03-Nov-2013 02:37, Charles Hixson пишет:
I'm contemplating an associative array that will eventually grow to be an estimated 64KB in size, assuming it's about half full. It would then be holding around 90,000 entries. Is this reasonable, or should I go with a sorted array, and do binary searches? I estimate that binary searches would average around 15 accesses/hit, but that's still a lot faster than disk access. The array would be nearly full, so there would be less wasted space, but, of course, insertions would become quite expensive. (Deletions aren't expected.) In either case the keys would be fixed length character arrays, and the values would also be simple structs without reference types (so the garbage collector could pretty much ignore things).

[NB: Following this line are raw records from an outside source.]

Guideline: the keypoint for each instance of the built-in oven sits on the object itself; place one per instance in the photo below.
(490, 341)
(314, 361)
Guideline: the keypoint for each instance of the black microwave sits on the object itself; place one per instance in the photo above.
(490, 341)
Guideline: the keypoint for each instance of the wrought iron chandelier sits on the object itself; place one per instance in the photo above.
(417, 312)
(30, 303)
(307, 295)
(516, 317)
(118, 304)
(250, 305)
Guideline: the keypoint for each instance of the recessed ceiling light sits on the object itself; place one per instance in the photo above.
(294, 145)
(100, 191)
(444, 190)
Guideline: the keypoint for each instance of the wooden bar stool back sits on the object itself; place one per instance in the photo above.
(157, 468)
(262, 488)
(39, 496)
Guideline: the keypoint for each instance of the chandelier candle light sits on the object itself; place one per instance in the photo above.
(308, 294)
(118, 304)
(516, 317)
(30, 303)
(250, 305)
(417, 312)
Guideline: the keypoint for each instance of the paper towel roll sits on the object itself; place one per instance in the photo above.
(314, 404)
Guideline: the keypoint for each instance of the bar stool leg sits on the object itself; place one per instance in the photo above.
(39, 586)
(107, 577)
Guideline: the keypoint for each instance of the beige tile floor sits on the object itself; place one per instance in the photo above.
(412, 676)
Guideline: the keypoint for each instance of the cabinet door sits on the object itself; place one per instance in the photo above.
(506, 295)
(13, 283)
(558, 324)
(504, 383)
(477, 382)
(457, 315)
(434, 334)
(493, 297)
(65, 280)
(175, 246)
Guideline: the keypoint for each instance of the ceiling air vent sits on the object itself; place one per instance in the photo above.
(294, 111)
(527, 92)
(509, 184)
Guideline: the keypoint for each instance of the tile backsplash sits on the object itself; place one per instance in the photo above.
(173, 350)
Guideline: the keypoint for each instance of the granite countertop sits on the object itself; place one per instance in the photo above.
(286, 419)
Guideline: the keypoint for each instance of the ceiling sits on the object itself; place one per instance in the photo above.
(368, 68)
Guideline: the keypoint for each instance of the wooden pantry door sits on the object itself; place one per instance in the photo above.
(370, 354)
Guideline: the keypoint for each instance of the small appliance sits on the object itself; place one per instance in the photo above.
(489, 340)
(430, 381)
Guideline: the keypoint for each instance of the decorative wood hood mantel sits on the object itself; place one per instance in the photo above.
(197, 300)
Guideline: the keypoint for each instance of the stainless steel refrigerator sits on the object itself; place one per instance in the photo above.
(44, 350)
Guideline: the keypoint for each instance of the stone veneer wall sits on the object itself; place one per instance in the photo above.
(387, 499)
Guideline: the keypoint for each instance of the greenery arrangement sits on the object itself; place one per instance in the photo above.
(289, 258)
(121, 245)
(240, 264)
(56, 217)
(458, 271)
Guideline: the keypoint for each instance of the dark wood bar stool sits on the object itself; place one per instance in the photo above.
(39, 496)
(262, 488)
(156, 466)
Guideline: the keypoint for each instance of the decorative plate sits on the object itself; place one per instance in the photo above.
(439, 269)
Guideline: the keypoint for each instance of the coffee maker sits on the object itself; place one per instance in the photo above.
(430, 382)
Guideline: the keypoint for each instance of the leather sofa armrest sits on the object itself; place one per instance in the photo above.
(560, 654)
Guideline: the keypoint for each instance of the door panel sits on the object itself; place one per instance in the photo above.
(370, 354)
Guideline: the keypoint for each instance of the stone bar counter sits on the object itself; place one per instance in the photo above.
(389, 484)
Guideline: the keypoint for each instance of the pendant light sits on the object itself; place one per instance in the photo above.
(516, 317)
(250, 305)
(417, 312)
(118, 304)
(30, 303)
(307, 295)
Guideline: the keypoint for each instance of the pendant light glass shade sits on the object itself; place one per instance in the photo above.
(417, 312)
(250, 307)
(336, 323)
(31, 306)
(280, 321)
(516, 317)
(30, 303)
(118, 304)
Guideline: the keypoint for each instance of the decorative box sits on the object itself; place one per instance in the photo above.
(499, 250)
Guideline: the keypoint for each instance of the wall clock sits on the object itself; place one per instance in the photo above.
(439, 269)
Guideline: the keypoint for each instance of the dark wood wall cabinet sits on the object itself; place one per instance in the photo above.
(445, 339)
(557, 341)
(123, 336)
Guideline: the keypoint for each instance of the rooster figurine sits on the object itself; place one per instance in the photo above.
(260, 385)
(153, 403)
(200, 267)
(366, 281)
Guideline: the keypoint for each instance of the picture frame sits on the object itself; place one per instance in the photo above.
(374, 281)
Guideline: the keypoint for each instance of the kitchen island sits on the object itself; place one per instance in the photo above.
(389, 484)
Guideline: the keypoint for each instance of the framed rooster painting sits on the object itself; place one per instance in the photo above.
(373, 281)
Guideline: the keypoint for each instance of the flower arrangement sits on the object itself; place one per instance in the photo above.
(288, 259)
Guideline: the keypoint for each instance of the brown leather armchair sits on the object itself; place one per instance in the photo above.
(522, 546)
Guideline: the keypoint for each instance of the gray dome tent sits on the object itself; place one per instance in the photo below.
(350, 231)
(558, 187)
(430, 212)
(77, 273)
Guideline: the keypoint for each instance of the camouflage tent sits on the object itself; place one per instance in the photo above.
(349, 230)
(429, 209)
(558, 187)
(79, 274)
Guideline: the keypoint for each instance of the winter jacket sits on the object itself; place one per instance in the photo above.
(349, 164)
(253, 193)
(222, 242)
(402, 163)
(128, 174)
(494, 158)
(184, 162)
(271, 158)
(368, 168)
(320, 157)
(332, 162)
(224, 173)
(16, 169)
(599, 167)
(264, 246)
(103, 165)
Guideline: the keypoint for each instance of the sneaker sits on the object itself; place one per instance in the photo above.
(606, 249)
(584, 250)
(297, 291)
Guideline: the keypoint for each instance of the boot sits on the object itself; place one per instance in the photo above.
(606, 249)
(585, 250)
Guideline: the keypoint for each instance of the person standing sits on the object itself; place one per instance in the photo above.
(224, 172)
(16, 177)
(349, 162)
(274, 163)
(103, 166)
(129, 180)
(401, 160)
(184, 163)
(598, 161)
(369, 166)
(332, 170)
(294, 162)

90k elements is a small AA. It would work just fine with any sane hash function (e.g. the built-in one).
At around 10M+ elements it may be worth to consider space saving techniques. That said on x64 100M+ is perfectly OK, on 32bit I'd advise against it but only because of GC.
FWIW I'm expecting this array to be around the entire time the program is running, but it would probably be rolled out most of the time, as frequently accessed items would be pulled into a much smaller structure, and if I go with the array rather than the hash table I may only do updates as a batch. (Since it's linear with the size of the array, but essentially ignores the number of items being added.) My temptation is to go with the hash table...but I'm not sure of the underlying mechanics.
Think of it as a sparse array that has "holes" and takes around ~2-4 times the size of normal array. It's not only because of holes but because a slot is a bit bigger.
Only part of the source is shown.